Mariners’ quiet trade deadline ripped by ESPN analyst
Aug 1, 2013, 11:22 AM | Updated: 6:32 pm
By Brent Stecker
The Seattle Mariners’ 25-man roster looks the same as it did before Wednesday’s MLB trade deadline, and ESPN senior baseball writer Jayson Stark is not a fan of their lack of moves.
Stark designated the Mariners as a loser in his “Trade deadline winners and losers” column, citing general manager Jack Zduriencik’s high asking price for the team’s veteran bats as the reason.

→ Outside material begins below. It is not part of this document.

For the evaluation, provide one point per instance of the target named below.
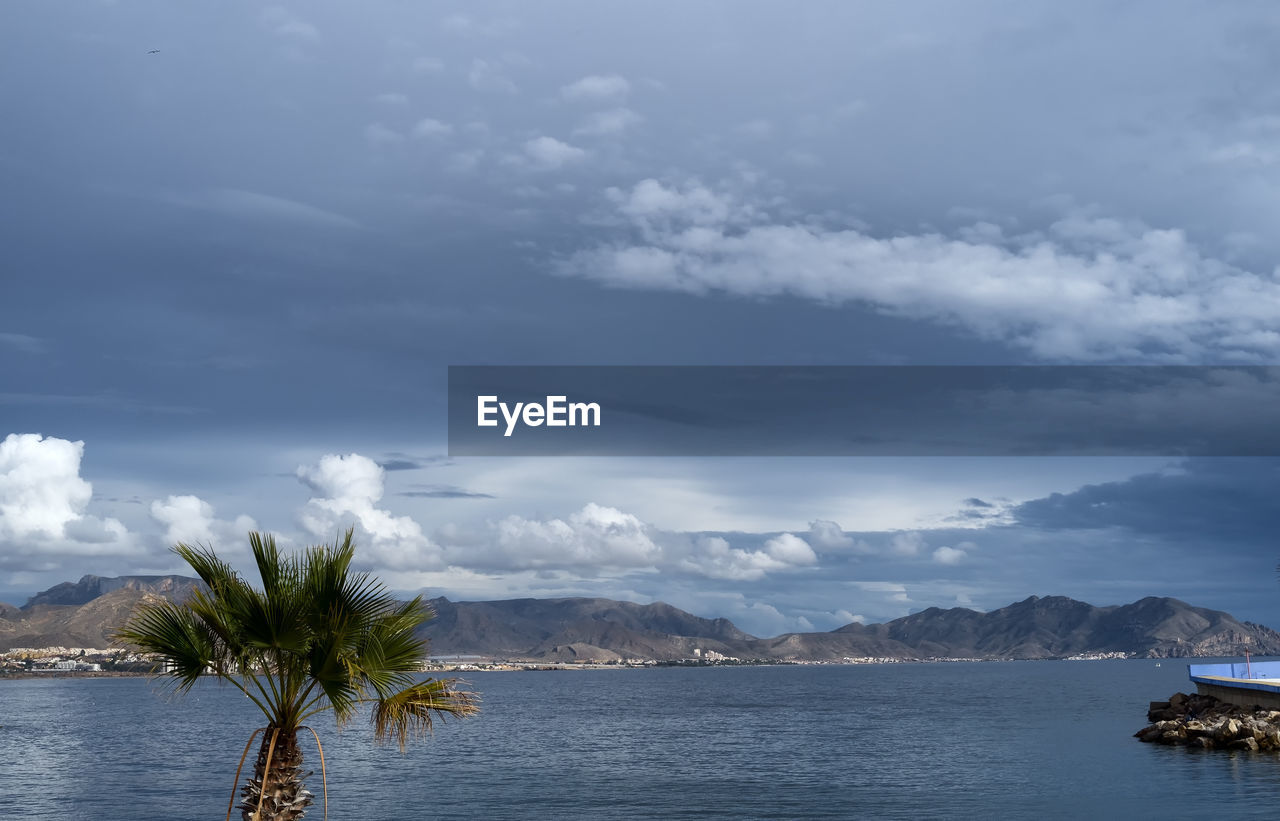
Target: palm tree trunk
(286, 797)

Mariners designated hitter Kendrys Morales was the subject of trade rumors, but he and the rest of the team’s 25-man roster was left untouched at the MLB trade deadline Wednesday. (AP) |
“No ‘seller’ inspired more consternation among the clubs we surveyed than the Mariners,” wrote Stark. “In a market with essentially no power bats, this was a team that had three of them (Kendrys Morales, Michael Morse and Raul Ibanez), all in the last year of their contracts – and priced every one of them as if they were Willie Mays.”
It was expected that the Mariners would look to move at least one player from that trio to ensure they received some compensation from the soon-to-be free agents, but their decision to keep all three lends credence to the idea that Zduriencik will try to re-sign each in the offseason.
As Zduriencik told Mariners insider Shannon Drayer, he would have been open to any trade offer that blew him away. But with the team playing winning baseball in July, he wasn’t going to alter its chemistry just to get a return of a few little-known prospects. Regardless of if that’s a wise idea or not, it clearly didn’t endear Zduriencik to an anonymous rival executive, as Stark noted.
“‘What the heck is Jack doing?’ one exasperated executive on a ‘buyer’ team asked Wednesday morning,” Stark wrote. “‘What he’s asking for – it’s crazy. He should be able to move any of those three guys. They could all be the final touch on somebody’s roster. But with every one of them, it’s always, ‘If somebody wants to blow us away…’ In this era, with all the parity in baseball today, why would any team want to risk giving up a premium prospect for a rental player?'”
The Mariners did make one trade Wednesday, but it was about as minor as it gets – they shipped Triple-A infielder Robert Andino to the Pittsburgh Pirates for a player to be named later or cash considerations.